Proseguono intanto le audizioni in procura. Stamattina è stato sentito uno dei due stranieri rapinati il 20 ottobre (assistito dall’avv. Donata Malmusi). Il ragazzo ha confermato di essere stato avvicinato ad ottobre poco dopo l’aggressione da poliziotti delle volanti che gli “consigliarono” di ritirare la denuncia, invito ribadito poi di recente in una telefonata arrivata dagli stessi poliziotti, e perfino da due agenti del commissariato Due Torri che lo raggiunsero a casa. La sua dichiarazione è stata messa a verbale.

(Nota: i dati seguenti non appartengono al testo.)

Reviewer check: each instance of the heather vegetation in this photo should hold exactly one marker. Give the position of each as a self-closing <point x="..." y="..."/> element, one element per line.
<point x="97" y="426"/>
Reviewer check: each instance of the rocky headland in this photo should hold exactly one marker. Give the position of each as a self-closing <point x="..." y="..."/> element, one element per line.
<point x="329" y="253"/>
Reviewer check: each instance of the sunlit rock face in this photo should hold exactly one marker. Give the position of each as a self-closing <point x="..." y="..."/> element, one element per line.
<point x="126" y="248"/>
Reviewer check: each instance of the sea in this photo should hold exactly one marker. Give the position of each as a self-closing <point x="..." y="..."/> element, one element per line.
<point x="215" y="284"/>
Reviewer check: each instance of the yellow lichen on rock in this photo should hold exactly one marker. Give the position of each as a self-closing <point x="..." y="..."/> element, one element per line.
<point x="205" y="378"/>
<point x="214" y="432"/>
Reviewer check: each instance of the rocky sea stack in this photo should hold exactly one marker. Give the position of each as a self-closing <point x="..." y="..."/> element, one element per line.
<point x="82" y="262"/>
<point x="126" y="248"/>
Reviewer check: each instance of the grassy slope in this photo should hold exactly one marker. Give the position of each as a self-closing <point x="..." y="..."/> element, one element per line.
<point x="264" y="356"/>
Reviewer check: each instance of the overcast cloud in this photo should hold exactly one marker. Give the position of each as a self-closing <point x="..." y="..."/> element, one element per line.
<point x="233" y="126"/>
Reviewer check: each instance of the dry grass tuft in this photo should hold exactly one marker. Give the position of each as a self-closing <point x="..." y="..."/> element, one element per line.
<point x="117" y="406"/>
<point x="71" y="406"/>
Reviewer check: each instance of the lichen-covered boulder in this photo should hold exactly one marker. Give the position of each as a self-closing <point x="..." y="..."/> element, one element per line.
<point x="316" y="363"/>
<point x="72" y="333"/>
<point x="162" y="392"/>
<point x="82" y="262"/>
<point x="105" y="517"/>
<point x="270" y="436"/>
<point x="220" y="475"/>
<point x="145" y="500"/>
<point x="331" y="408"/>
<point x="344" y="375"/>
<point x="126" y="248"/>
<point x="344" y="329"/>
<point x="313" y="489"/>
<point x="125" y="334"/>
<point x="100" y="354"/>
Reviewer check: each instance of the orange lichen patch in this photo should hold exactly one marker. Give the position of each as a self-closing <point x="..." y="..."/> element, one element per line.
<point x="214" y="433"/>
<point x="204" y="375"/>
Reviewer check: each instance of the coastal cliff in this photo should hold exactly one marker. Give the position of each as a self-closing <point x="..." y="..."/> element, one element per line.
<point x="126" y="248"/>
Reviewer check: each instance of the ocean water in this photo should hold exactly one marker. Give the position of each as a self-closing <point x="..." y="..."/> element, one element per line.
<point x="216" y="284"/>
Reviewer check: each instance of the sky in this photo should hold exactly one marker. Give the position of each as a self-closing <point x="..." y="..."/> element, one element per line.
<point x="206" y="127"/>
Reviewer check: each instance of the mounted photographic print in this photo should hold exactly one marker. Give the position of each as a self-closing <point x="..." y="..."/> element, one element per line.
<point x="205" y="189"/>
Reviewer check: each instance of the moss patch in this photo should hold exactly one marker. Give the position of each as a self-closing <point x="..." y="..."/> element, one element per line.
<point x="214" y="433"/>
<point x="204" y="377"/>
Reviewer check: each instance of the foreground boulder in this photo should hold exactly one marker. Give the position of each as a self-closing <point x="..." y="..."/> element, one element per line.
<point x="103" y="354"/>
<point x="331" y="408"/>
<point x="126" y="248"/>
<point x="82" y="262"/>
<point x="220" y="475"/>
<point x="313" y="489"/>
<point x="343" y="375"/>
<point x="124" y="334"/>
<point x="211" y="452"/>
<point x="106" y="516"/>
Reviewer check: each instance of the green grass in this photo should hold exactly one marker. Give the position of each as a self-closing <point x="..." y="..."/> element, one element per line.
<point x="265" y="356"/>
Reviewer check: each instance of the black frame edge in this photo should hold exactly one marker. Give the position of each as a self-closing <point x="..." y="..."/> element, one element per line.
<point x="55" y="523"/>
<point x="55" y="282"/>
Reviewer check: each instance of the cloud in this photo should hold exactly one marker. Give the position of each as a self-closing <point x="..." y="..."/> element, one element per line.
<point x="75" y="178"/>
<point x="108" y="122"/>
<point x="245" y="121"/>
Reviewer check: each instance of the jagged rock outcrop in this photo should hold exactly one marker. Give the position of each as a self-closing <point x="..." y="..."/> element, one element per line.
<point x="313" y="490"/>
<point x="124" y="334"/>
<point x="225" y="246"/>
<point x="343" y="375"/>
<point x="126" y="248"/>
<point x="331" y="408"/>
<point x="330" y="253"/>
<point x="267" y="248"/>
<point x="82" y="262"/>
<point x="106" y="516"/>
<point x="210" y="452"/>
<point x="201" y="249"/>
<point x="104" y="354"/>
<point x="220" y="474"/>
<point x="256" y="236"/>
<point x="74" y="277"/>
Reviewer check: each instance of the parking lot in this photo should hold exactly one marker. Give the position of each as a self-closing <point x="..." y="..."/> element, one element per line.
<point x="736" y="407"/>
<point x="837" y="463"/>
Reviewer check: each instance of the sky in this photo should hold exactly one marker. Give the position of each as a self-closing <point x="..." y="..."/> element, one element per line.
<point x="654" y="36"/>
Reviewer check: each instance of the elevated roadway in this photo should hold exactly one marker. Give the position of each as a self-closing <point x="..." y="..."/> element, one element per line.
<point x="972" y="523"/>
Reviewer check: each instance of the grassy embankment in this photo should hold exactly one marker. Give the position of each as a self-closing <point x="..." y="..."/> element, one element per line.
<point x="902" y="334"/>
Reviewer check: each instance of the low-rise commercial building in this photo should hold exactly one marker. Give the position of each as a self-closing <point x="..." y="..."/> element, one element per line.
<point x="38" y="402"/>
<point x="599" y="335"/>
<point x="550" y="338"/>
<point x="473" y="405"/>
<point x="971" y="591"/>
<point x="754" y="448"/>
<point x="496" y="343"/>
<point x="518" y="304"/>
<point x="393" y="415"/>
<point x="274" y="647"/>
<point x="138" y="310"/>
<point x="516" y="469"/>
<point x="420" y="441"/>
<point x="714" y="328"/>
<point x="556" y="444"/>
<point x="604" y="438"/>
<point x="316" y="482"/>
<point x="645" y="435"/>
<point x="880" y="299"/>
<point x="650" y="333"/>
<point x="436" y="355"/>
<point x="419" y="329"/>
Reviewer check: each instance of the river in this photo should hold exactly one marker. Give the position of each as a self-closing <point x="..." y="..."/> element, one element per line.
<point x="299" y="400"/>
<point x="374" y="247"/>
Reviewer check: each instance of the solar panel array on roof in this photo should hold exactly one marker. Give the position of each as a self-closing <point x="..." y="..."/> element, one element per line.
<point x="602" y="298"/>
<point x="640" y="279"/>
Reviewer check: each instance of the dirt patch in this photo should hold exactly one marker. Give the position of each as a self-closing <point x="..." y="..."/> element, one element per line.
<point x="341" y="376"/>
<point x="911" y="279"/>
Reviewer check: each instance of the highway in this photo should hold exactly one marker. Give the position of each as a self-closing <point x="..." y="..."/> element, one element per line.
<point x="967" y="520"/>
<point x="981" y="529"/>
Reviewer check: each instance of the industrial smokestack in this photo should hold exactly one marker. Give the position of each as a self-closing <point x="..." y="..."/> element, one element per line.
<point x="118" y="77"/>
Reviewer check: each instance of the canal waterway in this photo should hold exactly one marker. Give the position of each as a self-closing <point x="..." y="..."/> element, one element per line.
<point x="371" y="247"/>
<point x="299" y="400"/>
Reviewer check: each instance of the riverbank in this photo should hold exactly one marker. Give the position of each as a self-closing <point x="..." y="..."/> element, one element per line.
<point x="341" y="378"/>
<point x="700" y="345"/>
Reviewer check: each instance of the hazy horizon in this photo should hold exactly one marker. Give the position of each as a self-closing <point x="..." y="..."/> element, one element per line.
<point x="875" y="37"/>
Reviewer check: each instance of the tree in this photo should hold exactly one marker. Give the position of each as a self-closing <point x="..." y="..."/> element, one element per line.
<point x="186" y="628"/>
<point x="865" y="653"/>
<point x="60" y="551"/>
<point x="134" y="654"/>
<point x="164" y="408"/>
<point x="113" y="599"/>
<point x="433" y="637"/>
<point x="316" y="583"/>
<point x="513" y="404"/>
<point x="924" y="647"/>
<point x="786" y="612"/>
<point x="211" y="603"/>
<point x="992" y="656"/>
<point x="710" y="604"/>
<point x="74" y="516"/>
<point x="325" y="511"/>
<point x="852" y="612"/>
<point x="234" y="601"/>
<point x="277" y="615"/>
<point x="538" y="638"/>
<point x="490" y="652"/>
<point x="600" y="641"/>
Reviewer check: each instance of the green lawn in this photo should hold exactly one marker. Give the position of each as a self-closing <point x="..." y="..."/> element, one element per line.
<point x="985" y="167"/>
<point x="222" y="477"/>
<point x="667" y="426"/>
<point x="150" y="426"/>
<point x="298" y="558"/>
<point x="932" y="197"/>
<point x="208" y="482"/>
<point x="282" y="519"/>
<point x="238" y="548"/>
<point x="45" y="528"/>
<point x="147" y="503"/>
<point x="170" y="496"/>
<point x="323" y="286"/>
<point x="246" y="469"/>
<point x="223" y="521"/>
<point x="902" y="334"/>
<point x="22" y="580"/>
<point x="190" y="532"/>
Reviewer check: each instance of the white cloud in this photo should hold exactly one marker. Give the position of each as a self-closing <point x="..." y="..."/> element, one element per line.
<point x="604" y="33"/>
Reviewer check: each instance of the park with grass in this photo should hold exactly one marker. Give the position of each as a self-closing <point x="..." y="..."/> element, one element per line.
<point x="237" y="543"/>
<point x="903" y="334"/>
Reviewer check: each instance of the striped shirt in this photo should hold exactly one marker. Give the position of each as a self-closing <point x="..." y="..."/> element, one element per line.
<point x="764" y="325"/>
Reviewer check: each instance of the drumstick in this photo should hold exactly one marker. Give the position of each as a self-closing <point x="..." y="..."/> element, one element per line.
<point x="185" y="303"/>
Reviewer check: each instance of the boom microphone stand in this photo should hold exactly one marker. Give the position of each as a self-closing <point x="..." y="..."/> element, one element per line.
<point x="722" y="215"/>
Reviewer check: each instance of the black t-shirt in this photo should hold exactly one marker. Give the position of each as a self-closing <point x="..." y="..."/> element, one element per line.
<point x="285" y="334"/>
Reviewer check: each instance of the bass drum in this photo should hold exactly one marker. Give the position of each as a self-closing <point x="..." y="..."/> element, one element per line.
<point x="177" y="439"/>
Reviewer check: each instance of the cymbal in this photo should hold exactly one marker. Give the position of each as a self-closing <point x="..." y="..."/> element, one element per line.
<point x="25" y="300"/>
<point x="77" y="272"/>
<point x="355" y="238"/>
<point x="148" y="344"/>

Infine oggi sono stati sentiti anche un poliziotto in servizio all’ufficio del personale e la dirigente dell’ufficio, Fiorenza Maffei, in merito ad un dettaglio emerso dall’inchiesta su cui gli inquirenti vogliono fare chiarezza. E’ stata infatti acquisita agli atti una copia di uno dei decreti di sospensione dal servizio che furono notificati agli arrestati il giorno dell’arresto. La copia è stata ritrovata nella disponibilità di un non appartenente a forze di polizia e inoltre era una copia non firmata, un dettaglio che fa capire che si tratta di una copia sfuggita al circuito regolare prima che arrivasse alla firma del Questore. Visto che i decreti vengono redatti all’ufficio del personale, le due persone sono state sentite per cercare di ricostruire che percorso possa aver fatto la copia “clandestina” del decreto.